The unwieldy guest list — by far the most varied and ambitious Mr. Biden has assembled since taking office — includes Chinese President Xi Jinping and Russian President Vladimir Putin and wild cards such as Brazilian President Jair Bolsonaro and Turkish President Recep Tayyip Erdogan, who may have mixed feelings about whether to make Mr. Biden’s pet project a success.
With Washington and Beijing having agreed over the weekend to cooperate in principle on climate issues, the stage seemingly is set for Mr. Biden to lock in emissions reduction pledges from his fellow world leaders that far exceed those President Obama achieved with the 2015 Paris climate accord. President Trump withdrew from the Paris pact in 2017, leaving Mr. Biden to pick up the pieces four years later and attempt to reassert America’s role on climate change.
But specialists warn that Mr. Biden may be misreading the situation and could be putting the U.S. in a vulnerable position. In a rush to secure Democrats’ priorities on aspects of the Green New Deal and demonstrate international leadership on the environment, they say, the president could hand a major victory to China, which has been reluctant to make specific climate pledges as it prioritizes its need for strong economic growth.
At the same time, Russia’s economic future hinges in part on melting Arctic ice opening up new maritime routes, meaning the Kremlin also has mixed priorities and may not be motivated to stand shoulder to shoulder with the U.S. as a moral leader on climate change. Throw in some tit-for-tat sanctions that Washington and Moscow lobbed at each other last week, and Mr. Putin’s agenda may be even harder to predict.

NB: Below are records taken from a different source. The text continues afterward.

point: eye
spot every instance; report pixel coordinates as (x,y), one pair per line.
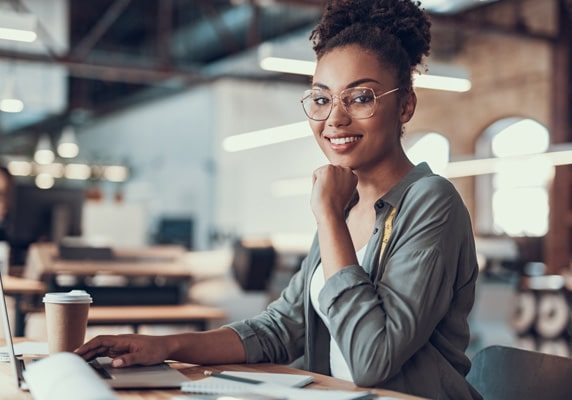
(361,97)
(320,100)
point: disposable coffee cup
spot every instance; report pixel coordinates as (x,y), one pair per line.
(66,319)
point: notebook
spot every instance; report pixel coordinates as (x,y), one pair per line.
(231,382)
(282,386)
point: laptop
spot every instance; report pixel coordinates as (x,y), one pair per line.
(160,376)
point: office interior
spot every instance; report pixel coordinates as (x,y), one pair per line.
(168,135)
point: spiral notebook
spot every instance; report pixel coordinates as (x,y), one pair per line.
(229,382)
(283,386)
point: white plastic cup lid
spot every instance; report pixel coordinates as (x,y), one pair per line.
(72,297)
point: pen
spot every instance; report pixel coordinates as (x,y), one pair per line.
(231,378)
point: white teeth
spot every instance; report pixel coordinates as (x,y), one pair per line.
(344,140)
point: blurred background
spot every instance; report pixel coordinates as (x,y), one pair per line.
(156,153)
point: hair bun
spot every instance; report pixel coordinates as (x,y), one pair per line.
(403,19)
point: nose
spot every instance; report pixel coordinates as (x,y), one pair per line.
(339,115)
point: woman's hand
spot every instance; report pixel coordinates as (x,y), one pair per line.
(127,350)
(332,190)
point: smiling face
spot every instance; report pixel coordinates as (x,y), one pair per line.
(360,144)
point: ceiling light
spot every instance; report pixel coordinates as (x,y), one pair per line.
(45,181)
(435,81)
(20,168)
(19,27)
(44,153)
(438,82)
(11,105)
(265,137)
(67,145)
(56,170)
(78,171)
(116,173)
(288,65)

Against that backdrop, some analysts say, Mr. Biden’s summit appears less about rallying the world to action and more about providing a justification for liberal environmental policies at home.
“The Biden team [is] really interested in the domestic transformation of this economy and saying they’re working with other countries on climate change is an excuse to do that,” said James Carafano, a national security and foreign policy expert at the conservative Heritage Foundation. “This is kind of nonsensical, this strategy of the administration: Compete where we must, cooperate where we can [with adversaries]. The nonsense of that is that everything we need to cooperate on, the Chinese and Russians are on the opposite side.

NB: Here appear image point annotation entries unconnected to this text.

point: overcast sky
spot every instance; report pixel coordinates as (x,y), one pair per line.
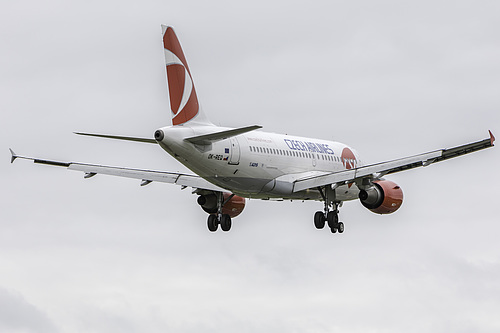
(389,78)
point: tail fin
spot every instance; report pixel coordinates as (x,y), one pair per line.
(183,99)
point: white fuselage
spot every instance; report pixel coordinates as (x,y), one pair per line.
(259,164)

“What does China want on climate change? They want the entire world to be dependent on green energy that’s linked to supply chains they control,” he said.
Mr. Biden’s environmental agenda, Mr. Carafano said, could strengthen China’s economic footprint around the world as the country manufactures and dominates markets for wind turbines, solar panels, car batteries and other renewable energy materials.
For Mr. Biden, the summit risks an outcome with countries dismissing the sweeping climate promises he seeks or spending more time pressing the U.S. to help fund their climate goals. Even U.S. allies such as India, the world’s third-largest emitter of greenhouse gases, have balked at more ambitious climate targets and argue that the U.S. and the world’s developed industrial powers should take the first painful steps.
Mr. Biden and his Democratic Party are eager to move the U.S. away from fossil fuels and toward renewable energy, and the president will likely lay out a set of targets at the virtual summit. Those goals are expected to be even more far-reaching than the U.S. commitment under the Paris Agreement to cut its greenhouse gas emissions by at least 26% by 2025.
The White House is also banking on Mr. Xi to ramp up China’s commitments. Under the Paris deal, Beijing agreed to cap its emissions by 2030, a weak promise that critics said allowed China to do little while the U.S. began to dramatically reshape its energy sector.
‘Seriousness and urgency’
China and the U.S. are the world’s top two polluters, followed by India and Russia. The European Union also is in the top five, and its member states typically act in concert on climate goals.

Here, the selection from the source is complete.